Een fotograaf heeft in januari 2009 een factuur met omzetbelasting uitgereikt aan de onderneming van zijn echtgenote. De factuur betreft de levering van apparatuur aan haar bedrijf voor een bedrag van € 97.293,07, inclusief € 15.534,18 aan omzetbelasting. De op de factuur vermelde omzetbelasting heeft hij tijdig aangegeven en betaald. Een jaar later, in 2010, wordt tijdens een boekenonderzoek deze factuur niet aangetroffen in zijn boekhouding. Bij het bedrijf van zijn echtgenote wordt de factuur echter wel aangetroffen. De op die factuur vermeldde btw heeft zij als voorbelasting in aftrek gebracht.
Omdat die factuur niet in zijn administratie is verwerkt, krijgt de fotograaf een naheffingsaanslag omzetbelasting, vermeerderd met een boete en heffingsrente. Op grond van de administratie is het volgens de inspecteur namelijk onmogelijk de juiste omzetbelasting eenvoudig te berekenen.

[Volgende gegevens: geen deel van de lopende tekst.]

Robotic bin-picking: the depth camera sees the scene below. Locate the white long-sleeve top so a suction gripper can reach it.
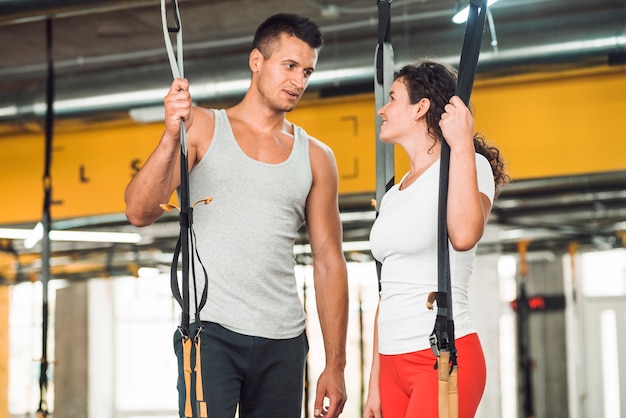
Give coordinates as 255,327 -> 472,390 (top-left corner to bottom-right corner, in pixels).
370,154 -> 495,354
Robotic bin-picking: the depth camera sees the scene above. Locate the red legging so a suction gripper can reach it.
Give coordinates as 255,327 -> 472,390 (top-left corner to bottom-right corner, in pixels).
380,334 -> 487,418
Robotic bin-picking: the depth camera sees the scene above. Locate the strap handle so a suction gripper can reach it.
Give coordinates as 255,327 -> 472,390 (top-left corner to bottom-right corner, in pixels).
430,0 -> 487,367
374,0 -> 395,291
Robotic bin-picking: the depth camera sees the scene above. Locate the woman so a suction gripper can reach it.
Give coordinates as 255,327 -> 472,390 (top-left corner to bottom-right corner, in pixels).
363,61 -> 508,418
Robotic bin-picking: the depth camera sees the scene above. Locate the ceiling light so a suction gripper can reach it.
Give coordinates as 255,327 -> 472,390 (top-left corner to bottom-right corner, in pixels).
0,222 -> 141,248
452,0 -> 498,25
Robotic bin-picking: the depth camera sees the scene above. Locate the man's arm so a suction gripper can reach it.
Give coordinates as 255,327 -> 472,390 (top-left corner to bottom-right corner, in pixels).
306,139 -> 348,418
124,79 -> 195,226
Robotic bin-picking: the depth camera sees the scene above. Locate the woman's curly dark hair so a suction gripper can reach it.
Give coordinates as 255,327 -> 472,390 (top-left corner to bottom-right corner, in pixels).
394,60 -> 510,196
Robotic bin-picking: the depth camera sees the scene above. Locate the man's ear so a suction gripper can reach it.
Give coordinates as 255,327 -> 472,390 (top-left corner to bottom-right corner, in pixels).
248,48 -> 263,73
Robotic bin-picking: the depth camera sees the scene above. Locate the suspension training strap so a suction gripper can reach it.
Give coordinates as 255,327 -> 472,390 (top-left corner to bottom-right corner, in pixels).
37,17 -> 54,417
430,0 -> 487,418
161,0 -> 211,418
374,0 -> 395,291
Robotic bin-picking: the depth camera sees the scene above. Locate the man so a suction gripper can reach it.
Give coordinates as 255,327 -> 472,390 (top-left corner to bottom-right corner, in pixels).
125,14 -> 348,418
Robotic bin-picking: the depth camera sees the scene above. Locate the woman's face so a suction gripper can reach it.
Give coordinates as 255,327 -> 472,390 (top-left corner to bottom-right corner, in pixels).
377,79 -> 420,144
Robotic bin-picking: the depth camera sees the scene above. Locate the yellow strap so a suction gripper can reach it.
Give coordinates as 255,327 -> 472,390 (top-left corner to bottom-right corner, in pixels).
448,360 -> 459,418
196,335 -> 209,418
437,350 -> 450,418
182,336 -> 193,418
437,351 -> 459,418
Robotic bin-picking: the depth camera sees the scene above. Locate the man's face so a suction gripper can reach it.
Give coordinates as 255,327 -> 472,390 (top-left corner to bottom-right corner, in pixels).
251,34 -> 318,112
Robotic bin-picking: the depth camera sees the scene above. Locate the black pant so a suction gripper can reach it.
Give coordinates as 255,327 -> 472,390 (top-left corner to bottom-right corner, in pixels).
174,322 -> 309,418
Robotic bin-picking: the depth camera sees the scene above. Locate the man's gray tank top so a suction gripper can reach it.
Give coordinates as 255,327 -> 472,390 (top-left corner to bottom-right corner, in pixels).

Voor hof komt staat vast dat over het eerste kwartaal € 15.961 omzetbelasting is aangegeven en betaald, terwijl volgens de administratie slechts € 79 verschuldigd was. Het lijkt er dus op dat de factuur in eerste aanleg wel in de aangifte is verwerkt maar niet in de boekhouding. De man heeft hierover al tijdens het boekenonderzoek verklaard dat volgens de inspecteur onderlinge facturering tussen echtelieden niet was toegestaan. Dat die factuur zich niet meer in de administratie bevindt, betekent volgens het hof niet dat de betreffende omzetbelasting dan ook niet is aangegeven en betaald. Het hof acht het aannemelijk dat de fotograaf de omzetbelasting over het eerste kwartaal van 2009 heeft aangegeven en betaald en dat de factuur op aanwijzen van de Inspecteur uit de boekhouding is verwijderd. De naheffingsaanslag is ten onrechte opgelegd. De resterende boete wordt vernietigd vanwege de geringe betalingscapaciteit, de lange duur van het boekenonderzoek en de verwarring die was ontstaan.